Firstly, it is a reminder that moral failure in leadership is a recurring theme throughout the centuries. Our leaders – be they political, social, spiritual or economic – often buckle under the pressure. We see politics without principle, leadership without loyalty, authority without humility. This week we have seen the visit of an American President, who no matter your views on his politics, I think it is fair to say has taken the tone of political discourse, what is acceptable to say about others and how it is said, to new lows. We have seen a government cabinet torn apart over Brexit, whether by principle or by personal ambition. Our world cries out for a different kind of leadership – a leadership of dignity, of respect, of compassion. Our desperation, our longing, for such figures has prompted us to look for them in even the most unlikely of places. Gareth Southgate, the England football manager, seems to have become elevated to such a position for the simple reason that he has conducted himself with a dignity and humility that has won respect. As we look at Herod, as we look at the actions of our own politicians, it asks the questions: Are we praying for our leaders? Are we praying for a transformation in the way that power is exercised?

Herod’s actions also highlight the dangers of making rash and foolish promises – he promises to give his step-daughter whatever she wants up to half his kingdom without first thinking through the implications. But it also highlights that having made the mistake, he should have had the moral courage to say no to her, even at the cost of losing face and breaking his word. When in a hole, stop digging and climb out. That may be true for our politicians – I wonder whether the Brexit promise of hundreds of millions of pounds more funding for the NHS on our exit from the UK may be one of them – but it can also be true for us too. Rather than being bound by rash statements we should not have made, it is better to admit our mistake and seek to rectify the damage.

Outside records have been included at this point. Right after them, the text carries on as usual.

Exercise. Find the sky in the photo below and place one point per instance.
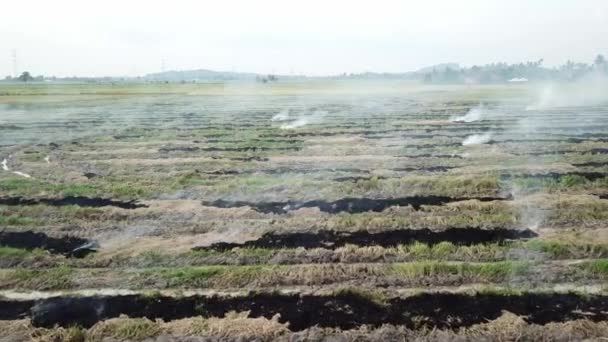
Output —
(312, 37)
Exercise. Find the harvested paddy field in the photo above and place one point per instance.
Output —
(301, 211)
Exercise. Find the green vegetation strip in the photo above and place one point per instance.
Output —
(535, 249)
(420, 273)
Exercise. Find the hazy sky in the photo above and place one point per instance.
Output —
(132, 37)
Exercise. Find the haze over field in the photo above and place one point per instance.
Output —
(101, 38)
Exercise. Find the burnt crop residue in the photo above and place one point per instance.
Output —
(556, 176)
(349, 205)
(344, 310)
(591, 164)
(332, 239)
(80, 201)
(68, 245)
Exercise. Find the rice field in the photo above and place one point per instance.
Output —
(302, 211)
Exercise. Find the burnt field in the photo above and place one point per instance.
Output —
(302, 211)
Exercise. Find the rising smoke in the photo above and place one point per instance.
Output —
(474, 114)
(477, 139)
(314, 118)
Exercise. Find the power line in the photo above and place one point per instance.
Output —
(15, 63)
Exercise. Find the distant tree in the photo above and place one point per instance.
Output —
(25, 77)
(600, 63)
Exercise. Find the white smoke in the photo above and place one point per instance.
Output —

But the most important lessons we learn from this story come from John the Baptist. It took courage to rebuke in public a despot who had the power of life and death, who could not only imprison, but demand the execution of somebody on no more than a whim. Hundreds of thousands of political and religious prisoners around our world today know that reality. (An estimated 120,000 in North Korea alone). Yet, like John, they are prepared to make the stand. There is no guarantee of short-term triumph, of seeing unjust regimes come toppling down. There is no guarantee of protection: doing the right thing does not protect one from the petty self-interest of those in high places. John, like countless others before and after, dies a death without trial or justice. But the stand he takes – for justice, for integrity – is one we are all called to make.

The story of John the Baptist seems lacking in hope – he dies, Herod seems to continue regardless – but his stand for a better world endured far longer than the worldly power he came up against. Within 4-5 years, Herod was deposed from the throne and thrown into exile. In the same time-frame the kingdom that John spoke of was to be inaugurated by Christ through his death and resurrection, a kingdom that we heard Paul write about in our first reading, a kingdom full of blessings, love, grace, abundance, forgiveness, wisdom, hope, salvation. Now there is a kingdom that we can look forward to. A kingdom that will last for all eternity. A kingdom of justice and hope.

May we look to be part of God’s work in building his kingdom here on earth, through our prayers for our leaders and those taking a stand for justice and through our own willingness to stand for what is right.